Using SQLite3 with python 2.5 beta

H

Harold Shore

From the release notes I read that

"If you're compiling the Python source yourself, note that
the source tree doesn't include the SQLite code, only the
wrapper module. You'll need to have the SQLite libraries
and headers installed before compiling Python, and the build
process will compile the module when the necessary headers
are available."

I do have SQLite3 installed on my system, but after doing a
plain vanilla compilation of the the 2.5 beta and trying
the SQLite code given in the release notes I get the message
"NameError: name 'sqlite3' is not defined".

I wonder what the requirement means that "when the necessary
headers are available"? How would they need to be made
available?

Does anyone have any success with this?
 
T

Tim Heaney

Harold Shore said:
From the release notes I read that

"If you're compiling the Python source yourself, note that
the source tree doesn't include the SQLite code, only the
wrapper module. You'll need to have the SQLite libraries
and headers installed before compiling Python, and the build
process will compile the module when the necessary headers
are available."

I do have SQLite3 installed on my system, but after doing a
plain vanilla compilation of the the 2.5 beta and trying
the SQLite code given in the release notes I get the message
"NameError: name 'sqlite3' is not defined".

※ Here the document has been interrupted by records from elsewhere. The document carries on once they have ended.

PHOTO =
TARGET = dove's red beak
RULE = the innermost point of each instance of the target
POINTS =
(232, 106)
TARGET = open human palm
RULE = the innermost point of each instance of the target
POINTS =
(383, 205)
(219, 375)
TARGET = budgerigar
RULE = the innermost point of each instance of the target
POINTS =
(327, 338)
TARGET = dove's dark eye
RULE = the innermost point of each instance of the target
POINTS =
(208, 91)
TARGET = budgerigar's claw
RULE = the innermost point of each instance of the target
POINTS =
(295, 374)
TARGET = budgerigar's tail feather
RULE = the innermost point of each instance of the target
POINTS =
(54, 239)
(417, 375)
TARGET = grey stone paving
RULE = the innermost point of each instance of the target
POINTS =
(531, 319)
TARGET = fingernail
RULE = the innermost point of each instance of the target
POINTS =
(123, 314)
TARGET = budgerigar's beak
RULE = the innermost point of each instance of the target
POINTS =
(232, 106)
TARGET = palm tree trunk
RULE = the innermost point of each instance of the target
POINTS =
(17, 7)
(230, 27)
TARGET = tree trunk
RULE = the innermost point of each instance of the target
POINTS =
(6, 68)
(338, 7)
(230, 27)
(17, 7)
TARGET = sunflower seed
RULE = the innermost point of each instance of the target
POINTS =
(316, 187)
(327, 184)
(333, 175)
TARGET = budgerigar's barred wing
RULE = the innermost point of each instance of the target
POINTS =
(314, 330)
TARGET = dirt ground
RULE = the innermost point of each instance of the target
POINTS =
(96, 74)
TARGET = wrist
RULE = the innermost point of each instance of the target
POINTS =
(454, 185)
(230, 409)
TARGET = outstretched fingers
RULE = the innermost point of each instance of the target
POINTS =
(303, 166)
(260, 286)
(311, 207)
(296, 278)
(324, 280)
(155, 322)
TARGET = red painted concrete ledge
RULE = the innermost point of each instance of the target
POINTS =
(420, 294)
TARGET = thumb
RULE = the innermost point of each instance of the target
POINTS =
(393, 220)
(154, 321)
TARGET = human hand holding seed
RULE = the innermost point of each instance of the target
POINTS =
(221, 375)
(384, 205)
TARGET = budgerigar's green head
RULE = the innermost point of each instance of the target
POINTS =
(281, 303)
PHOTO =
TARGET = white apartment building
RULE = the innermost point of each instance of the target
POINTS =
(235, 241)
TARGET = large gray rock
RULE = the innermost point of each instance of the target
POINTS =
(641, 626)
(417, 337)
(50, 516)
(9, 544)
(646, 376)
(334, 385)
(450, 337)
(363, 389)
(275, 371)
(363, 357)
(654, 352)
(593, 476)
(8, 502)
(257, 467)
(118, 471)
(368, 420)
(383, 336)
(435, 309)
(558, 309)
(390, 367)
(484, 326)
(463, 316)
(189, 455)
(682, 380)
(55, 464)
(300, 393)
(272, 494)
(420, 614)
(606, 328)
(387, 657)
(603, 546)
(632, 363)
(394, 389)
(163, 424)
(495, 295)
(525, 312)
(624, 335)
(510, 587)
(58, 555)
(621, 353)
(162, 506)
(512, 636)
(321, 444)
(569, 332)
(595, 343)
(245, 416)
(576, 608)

I wonder what the requirement means that "when the necessary
headers are available"? How would they need to be made
available?

Does anyone have any success with this?

It seems to work okay for me.

$ python2.5
Python 2.5b1 (r25b1:47027, Jun 21 2006, 19:41:51)
[GCC 4.0.2 20051125 (Red Hat 4.0.2-8)] on linux2
Type "help", "copyright", "credits" or "license" for more information. '3.1.2'

On my system, the header file is

/usr/include/sqlite3.h

and the library file is

/usr/lib64/libsqlite3.so

Those are both standard locations, so configure found them on its
own. If they are someplace unusual, you'll have to tell configure
where they are. It's possible you have SQLite3 installed, but you lack
the header. My system uses RPM, so I had to install both sqlite
and sqlite-devel before building Python. The sqlite-devel package
contains the header.

I hope this helps,

Tim
 
F

Fredrik Lundh

Harold said:
I do have SQLite3 installed on my system, but after doing a
plain vanilla compilation of the the 2.5 beta and trying
the SQLite code given in the release notes I get the message
"NameError: name 'sqlite3' is not defined".

I wonder what the requirement means that "when the necessary
headers are available"? How would they need to be made
available?

if you're installing from RPM:s (or similar), look for -dev or -devel
packages.

most package providers distinguish between runtime files (required to
run a prebuilt program that's been linked against a specific library)
and development files (required to actually build such a program).